Christmas in New Orleans

by

01/05/2006

St. Bernard Parish/New Orleans

Neighborhood: Letter From Abroad

Sprouting out of the ground, just south and east of New Orleans, is Christmas. It is a bizarre sort of nativity scene which bears the fruited colors of the season: green and red. Absent are the Magi bringing frankincense, myrrh or oil. Rather, what is present, green on the outside and red upon being split open, is the fruit of Christmas in New Orleans this year. Normally a summer fruit, watermelons are mysteriously popping up all over St. Bernard Parish. It demonstrates two seemingly unstoppable things in the New Orleans Metro area this year — life (which goes on) and the spirit of Christmas (which has come despite the devastation).
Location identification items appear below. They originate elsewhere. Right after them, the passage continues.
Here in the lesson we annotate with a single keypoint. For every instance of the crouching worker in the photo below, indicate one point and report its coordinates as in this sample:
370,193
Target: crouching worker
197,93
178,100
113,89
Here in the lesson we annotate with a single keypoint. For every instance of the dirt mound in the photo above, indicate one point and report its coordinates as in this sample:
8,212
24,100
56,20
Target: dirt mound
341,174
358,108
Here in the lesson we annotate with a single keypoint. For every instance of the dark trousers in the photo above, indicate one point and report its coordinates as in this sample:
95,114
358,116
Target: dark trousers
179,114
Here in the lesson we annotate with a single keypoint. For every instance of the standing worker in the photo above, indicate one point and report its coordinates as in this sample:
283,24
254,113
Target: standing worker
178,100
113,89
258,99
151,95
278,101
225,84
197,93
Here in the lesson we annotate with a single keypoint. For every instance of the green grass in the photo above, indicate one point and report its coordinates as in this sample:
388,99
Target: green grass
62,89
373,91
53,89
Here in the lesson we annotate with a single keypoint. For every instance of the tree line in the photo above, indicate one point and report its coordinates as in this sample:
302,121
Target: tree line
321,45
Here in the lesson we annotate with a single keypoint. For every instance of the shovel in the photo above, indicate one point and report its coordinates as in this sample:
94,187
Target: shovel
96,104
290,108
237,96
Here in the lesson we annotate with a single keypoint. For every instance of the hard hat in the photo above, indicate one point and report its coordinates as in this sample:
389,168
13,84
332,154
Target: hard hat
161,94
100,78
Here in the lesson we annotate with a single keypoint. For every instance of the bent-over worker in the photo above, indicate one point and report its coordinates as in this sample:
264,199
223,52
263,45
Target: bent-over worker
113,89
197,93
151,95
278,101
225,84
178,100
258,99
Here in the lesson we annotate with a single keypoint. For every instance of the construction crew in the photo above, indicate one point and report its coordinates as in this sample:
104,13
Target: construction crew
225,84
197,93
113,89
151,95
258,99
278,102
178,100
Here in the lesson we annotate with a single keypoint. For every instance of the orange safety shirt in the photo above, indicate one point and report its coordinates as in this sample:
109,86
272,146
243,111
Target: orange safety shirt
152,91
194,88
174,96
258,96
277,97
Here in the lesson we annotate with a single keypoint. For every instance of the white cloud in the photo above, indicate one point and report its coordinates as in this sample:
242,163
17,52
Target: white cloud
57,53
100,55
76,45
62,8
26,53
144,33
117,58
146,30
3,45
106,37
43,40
Throughout Orleans Parish, where FEMA trailers are sprouting up, lighted decorations abound, wreaths are placed upon aluminum doors, and the Street Cars, donned with garland and bows, pace up and down Canal Street, on a stretch of viable rail which is a pittance of what once was. Yes, it is a fraction of what once was, but it is a start, and I can attest to the fact that even though there is no snow, Santa is on his way, and Peace and Goodwill abounds in the wake of rioting and looting.

Those who are spending Christmas in New Orleans are the die-hards. They are those who are willing to rebuild, they are the few who have dreams amidst the rubble.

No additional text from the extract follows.